AIBench: A Datacenter AI Benchmark Suite, BenchCouncil

 

RANKING

We evaluate CPUs, GPUs and other AI accelerators using AIBench. BenchCouncil will publish the performance numbers periodically, more intelligent chips and accelerators will be evaluated. BenchCouncil welcomes everyone join the benchmarking and submit their results who is interested in the performance of AI systems and architectures.

Methodology

Our balanced AI benchmarking methodology consists of five essential parts as follows.

  1. Performing a detailed survey of the most important domain rather than a rough survey of a variety of domains.

    As it is impossible to investigate all AI domains, we single out the most important AI domain–Internet services for the detailed survey with seventeen prominent industry partners.

  2. Include as most as possible representative benchmarks.

    We believe the prohibitive cost of training a model to a state-of-the-art quality cannot justify including only a few AI benchmarks.
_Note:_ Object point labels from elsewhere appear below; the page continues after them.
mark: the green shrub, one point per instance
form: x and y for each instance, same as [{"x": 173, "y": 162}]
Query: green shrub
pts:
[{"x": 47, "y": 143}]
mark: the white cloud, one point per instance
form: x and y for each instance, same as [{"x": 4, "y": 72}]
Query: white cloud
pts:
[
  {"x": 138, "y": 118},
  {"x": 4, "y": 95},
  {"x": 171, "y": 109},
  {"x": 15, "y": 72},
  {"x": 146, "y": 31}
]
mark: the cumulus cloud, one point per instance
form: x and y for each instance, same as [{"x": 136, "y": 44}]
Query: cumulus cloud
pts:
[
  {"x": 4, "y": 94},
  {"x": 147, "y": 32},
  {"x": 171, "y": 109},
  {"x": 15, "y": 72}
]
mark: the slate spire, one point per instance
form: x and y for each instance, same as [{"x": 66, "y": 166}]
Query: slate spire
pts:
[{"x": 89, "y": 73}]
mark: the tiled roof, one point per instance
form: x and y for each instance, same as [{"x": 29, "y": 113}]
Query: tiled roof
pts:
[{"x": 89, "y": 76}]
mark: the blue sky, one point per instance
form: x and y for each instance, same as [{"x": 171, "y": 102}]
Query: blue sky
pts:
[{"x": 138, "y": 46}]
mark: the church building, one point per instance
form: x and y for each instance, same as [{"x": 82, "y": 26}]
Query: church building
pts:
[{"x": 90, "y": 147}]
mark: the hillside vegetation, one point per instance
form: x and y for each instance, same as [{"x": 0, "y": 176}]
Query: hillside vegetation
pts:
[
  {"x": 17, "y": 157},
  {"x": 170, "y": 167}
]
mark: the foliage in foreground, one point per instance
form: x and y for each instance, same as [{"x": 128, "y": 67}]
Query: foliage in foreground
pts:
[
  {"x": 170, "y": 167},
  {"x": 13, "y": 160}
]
Instead, using only a few AI component benchmarks may lead to error-prone design: over-optimization for some specific workloads or benchmarketing. For Internet services, we identify and include as most as possible representative AI tasks, models and data sets into the benchmark suite, so as to guarantee the representativeness and diversity of the benchmarks. This strategy is also witnessed by the past successful benchmark practice. Actually, the cost of execution time for other benchmarks like HPC, SPECCPU on simulators, is also prohibitively costly. However, the representativeness and coverage of a widely accepted benchmark suite are paramount important. For example, SPECCPU 2017 contains 43 benchmarks. The other examples include PARSEC3.0(30), TPC-DS (99).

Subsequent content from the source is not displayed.